Roundhay Hall is a Grade II listed building in Leeds, West Yorkshire, England. Built in the 19th century as a residence for William Smith, the building is now a hospital. The hall is in the Neo-classical style and is a design of Yorkshire architect Samuel Sharp.

Originally known as Allerton Hall, the property is now known as Spire Leeds Hospital.

==History==
In 1838 William Smith a local cloth merchant purchased 20 acres of land in Chapel Allerton and commissioned Samuel Sharp to design a house for him. Construction started in 1841 and the building was completed the following year. Smith called the house Allerton Hall and lived there until his death in 1868 after which the hall was inherited by his children. The Smith children sold the hall in 1872 to the Bowring family who owned the hall until 1913.

The Bowring family sold the hall in October 1913 to Leeds businessman Edward Brotherton (later Lord Brotherton).
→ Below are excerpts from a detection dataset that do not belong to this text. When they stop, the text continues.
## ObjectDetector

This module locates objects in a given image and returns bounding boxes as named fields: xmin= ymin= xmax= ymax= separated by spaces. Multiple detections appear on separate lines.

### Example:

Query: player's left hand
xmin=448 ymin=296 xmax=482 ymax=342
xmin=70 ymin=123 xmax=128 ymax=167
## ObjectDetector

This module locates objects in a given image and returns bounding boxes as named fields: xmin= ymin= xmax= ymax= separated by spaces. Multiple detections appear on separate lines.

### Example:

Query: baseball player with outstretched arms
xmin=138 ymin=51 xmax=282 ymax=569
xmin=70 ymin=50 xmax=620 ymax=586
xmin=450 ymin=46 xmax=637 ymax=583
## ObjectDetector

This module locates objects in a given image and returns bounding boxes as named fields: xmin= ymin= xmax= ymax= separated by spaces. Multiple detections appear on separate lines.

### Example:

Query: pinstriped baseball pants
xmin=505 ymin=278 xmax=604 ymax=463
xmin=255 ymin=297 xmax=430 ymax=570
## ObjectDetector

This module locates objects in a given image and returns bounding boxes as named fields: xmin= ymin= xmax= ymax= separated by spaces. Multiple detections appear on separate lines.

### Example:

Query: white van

Brotherton renamed the hall to Roundhay Hall and lived at the house and also Kirkham Hall and until his death in 1930. During the First World War Brotherton turned part of the house over to the military for use as a hospital. Brotherton bequeathed the property to Dorothy Una Ratcliffe the wife of his nephew, Charles. Dorothy and Charles lived at the hall for a while but divorced in 1932 and while Dorothy retained the house, she remarried and spent much time travelling. In 1935 Ratcliffe offered the hall to Leeds Corporation but the offer was turned down by the Corporation and the house was sold to Edward Broadbent.
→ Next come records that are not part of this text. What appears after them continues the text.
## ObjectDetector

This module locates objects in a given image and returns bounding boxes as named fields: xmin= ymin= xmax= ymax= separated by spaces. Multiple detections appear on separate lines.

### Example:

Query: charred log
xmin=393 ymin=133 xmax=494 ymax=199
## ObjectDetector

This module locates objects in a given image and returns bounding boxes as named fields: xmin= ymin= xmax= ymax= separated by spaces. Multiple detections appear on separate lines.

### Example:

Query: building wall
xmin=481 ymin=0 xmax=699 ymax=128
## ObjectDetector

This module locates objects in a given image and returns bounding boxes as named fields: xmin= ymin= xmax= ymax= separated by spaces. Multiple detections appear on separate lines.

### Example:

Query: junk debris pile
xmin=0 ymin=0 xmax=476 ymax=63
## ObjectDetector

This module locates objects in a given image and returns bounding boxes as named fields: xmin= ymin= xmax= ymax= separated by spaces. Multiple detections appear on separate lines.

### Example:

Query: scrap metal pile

At the start of the Second World War Broadbent gave the use of the hall to Leeds General Infirmary (LGI) who made the hall a 62-bed annexe. At the end of the war Broadbent offered the sale of the hall to Leeds Corporation but when the Corporation declined the purchase for a second time, Broadbent instead sold the hall to the LGI. The LGI converted the hall into a preliminary nursing training school. The LGI kept the nursing school at the hall until 1969 when it was relocated to the city centre. Between 1974 and 1984 the hall was the temporary home of the Leeds Hospital for Women while the hospital site in the city centre was redeveloped.
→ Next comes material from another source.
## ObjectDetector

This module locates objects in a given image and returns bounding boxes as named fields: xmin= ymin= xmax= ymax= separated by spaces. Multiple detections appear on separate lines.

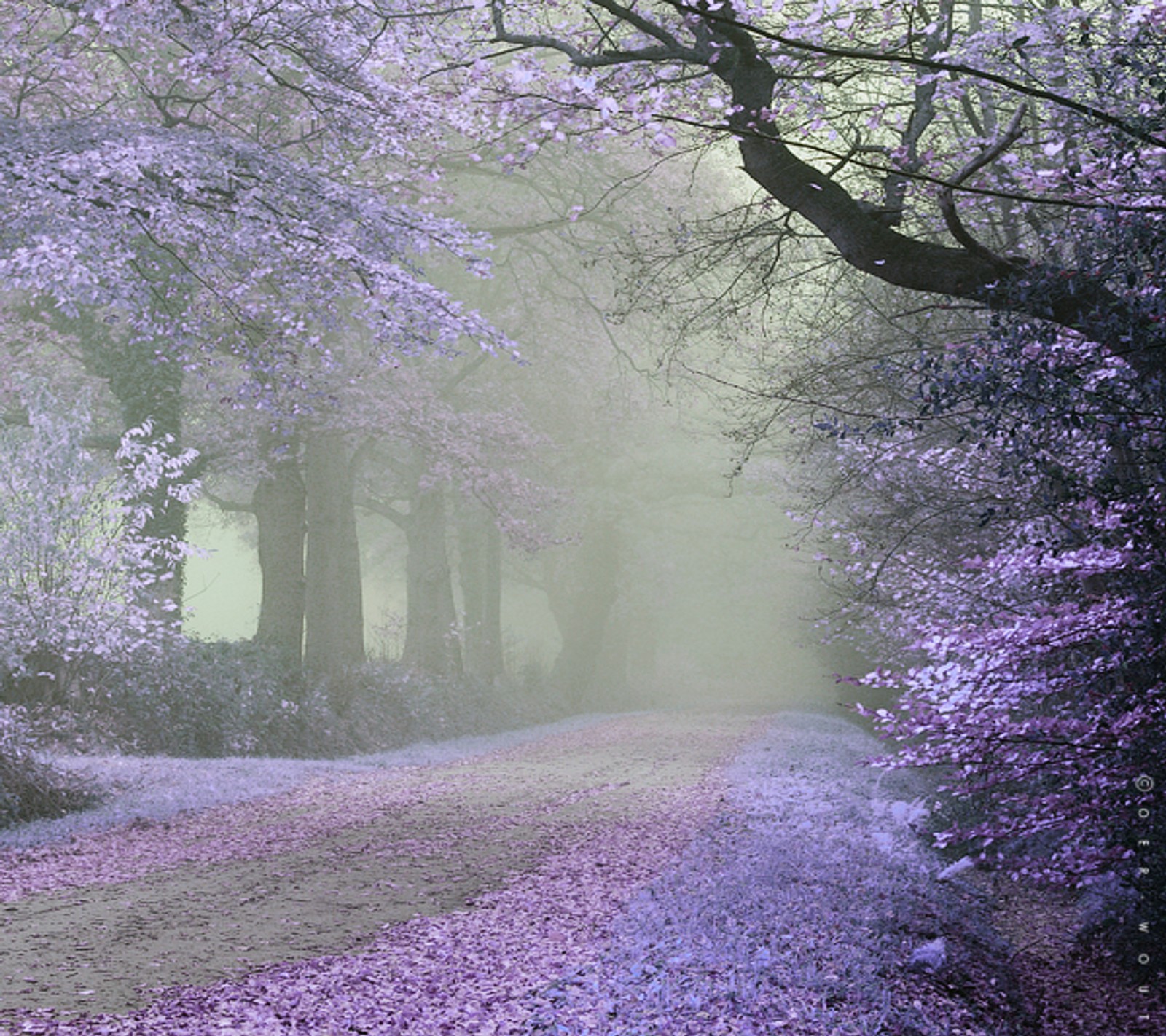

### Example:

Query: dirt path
xmin=0 ymin=715 xmax=754 ymax=1030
By the mid-1980s the hall stood empty and derelict until it was bought by BUPA and extended to make a 78-bed hospital. BUPA sold all the company's hospitals in 2007 to Cinven who created a new company Spire Healthcare and the hall is now known as the Spire Leeds Hospital.

==Architecture==
The hall is constructed of ashlar stone with a slate hipped roof. It is formed of two storey and three bays. The west facing which forms the main entrance has a large pedimented portico supported by Corinthian columns. The south wall contains a large semi-circular bay window, the roof of which forms a balcony for the second storey room above.